Quanto ao quadro de instrução pública, era composto por 9 professores: 2 em Bolama, 1 em Bissau, Cacheu, Farim, Bafatá, Canchungo, Bambadinca e Buba; e 4 professoras em Bolama, Bissau, Cacheu e Farim. A estrutura viária era praticamente inexistente, como se escreve: “Há execução de um troço de extensão de 3.700 metros na estrada de Bolama à Ponta Oeste, não existem na Guiné vias de comunicação que mereçam a classificação de estradas. Há largos caminhos rasgados no mato, acompanhados lateralmente de valetas em terra, bastante regularizados alguns, para trânsito de veículos, se os houvesse na província.”

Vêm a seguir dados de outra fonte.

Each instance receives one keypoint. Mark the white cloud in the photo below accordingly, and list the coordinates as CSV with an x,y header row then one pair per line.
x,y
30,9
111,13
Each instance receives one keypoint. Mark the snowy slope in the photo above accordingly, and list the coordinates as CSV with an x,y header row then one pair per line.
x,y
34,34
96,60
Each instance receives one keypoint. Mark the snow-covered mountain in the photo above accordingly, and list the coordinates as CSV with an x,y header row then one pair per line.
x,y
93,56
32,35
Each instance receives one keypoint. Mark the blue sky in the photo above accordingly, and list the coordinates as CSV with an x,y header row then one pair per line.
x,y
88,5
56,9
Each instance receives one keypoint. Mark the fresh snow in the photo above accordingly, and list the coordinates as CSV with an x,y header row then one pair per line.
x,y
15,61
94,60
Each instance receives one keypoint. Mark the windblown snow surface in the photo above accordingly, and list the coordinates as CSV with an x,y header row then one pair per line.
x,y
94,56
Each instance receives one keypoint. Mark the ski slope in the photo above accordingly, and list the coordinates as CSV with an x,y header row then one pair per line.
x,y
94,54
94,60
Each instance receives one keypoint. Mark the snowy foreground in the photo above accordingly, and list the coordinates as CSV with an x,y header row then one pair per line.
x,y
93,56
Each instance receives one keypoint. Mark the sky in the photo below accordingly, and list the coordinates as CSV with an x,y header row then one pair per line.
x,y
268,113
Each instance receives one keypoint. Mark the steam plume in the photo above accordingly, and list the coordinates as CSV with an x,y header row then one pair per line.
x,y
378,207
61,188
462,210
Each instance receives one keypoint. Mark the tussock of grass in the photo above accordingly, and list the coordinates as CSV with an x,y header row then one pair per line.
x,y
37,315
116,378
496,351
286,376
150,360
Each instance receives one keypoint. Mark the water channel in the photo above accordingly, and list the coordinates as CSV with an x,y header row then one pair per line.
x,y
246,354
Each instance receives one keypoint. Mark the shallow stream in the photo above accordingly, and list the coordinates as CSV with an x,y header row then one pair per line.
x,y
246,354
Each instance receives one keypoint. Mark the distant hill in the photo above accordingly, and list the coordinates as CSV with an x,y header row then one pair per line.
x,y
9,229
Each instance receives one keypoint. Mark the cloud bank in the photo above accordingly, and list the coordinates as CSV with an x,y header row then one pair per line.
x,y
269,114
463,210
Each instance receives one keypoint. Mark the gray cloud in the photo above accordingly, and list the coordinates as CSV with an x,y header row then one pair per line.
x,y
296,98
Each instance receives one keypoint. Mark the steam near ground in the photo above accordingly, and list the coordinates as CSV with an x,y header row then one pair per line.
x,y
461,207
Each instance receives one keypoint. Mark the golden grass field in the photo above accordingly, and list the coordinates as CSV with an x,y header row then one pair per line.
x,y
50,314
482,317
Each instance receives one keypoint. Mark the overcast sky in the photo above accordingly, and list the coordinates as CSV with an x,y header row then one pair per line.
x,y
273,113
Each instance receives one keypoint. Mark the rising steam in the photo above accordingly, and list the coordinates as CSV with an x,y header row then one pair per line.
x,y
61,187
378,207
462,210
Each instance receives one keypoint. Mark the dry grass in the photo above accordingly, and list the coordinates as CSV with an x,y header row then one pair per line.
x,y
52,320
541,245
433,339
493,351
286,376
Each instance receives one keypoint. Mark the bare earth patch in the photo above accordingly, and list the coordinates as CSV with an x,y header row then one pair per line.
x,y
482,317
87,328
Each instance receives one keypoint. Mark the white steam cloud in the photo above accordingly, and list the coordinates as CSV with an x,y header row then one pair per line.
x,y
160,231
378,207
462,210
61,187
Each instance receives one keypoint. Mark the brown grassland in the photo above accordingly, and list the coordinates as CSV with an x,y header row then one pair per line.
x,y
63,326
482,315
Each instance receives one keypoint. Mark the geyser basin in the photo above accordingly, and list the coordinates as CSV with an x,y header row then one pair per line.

No ano de 1915, os serviços telégrafo-postais da Guiné eram executados por 8 estações telégrafo-postais, por 6 estações exclusivamente postais e 2 estações exclusivamente telegráficas, estas pertencentes à Eastern Telegraph Company. No que toca à organização militar, diz-se que o governador é o comandante superior de todas as forças militares, tem ao seus dispor 2 companhias indígenas de infantaria e 2 secções de artilharia. E quanto aos serviços da marinha, regista-se uma esquadrilha composta pelas lanchas-canhoneiras Zagaia e Flecha e dos vapores Bissau, República, Rio Corubal, Rio Mansoa, Capitania e Oio. E ficamos a saber, quanto a instituições de saúde, que há em Bolama um hospital militar e civil e delegações e enfermarias em Bissau, Cacheu, Farim e Bafatá.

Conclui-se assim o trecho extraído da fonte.